Standing up EUS manufacturing, production for first flight.

Following its Critical Design Review in December, NASA and Boeing are finalizing weld parameters to assemble the structures for the new Exploration Upper Stage.  Friction-stir welding of weld confidence articles is in work ahead of welding full-scale structures later this year.

“We start fabrication of our structural test article this June, this summer,” Steven Wofford, manager of NASA’s new Block 1B/Exploration Upper Stage Development Office, said in a February interview.

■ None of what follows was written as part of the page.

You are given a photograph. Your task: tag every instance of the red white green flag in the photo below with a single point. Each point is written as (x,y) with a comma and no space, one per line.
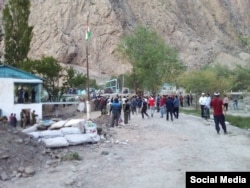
(88,33)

Based on current forecasts, the structural test article (STA) would be delivered to Marshall at the beginning of 2023, where it would be placed in Test Stand 4697. “The structural test article will be tested at Marshall, and we are scheduled to wrap up that testing in October of 2023,” Wofford added.

Credit: NASA.

(Photo Caption: Updated NASA renders of the Exploration Upper Stage in development by the SLS Program. The design of the stage was refined over the last couple of years to establish a minimum of 10 metric tons of secondary, “co-manifested” payload could be delivered with an Orion spacecraft and crew to the Moon.)

Much of the tooling at Michoud used to assemble Core Stage hardware will also be used in assembly of the EUS. “We’re inheriting a lot of the facilities, we’re inheriting a lot of the tooling, we’re certainly inheriting trained and experienced personnel,” Wofford noted.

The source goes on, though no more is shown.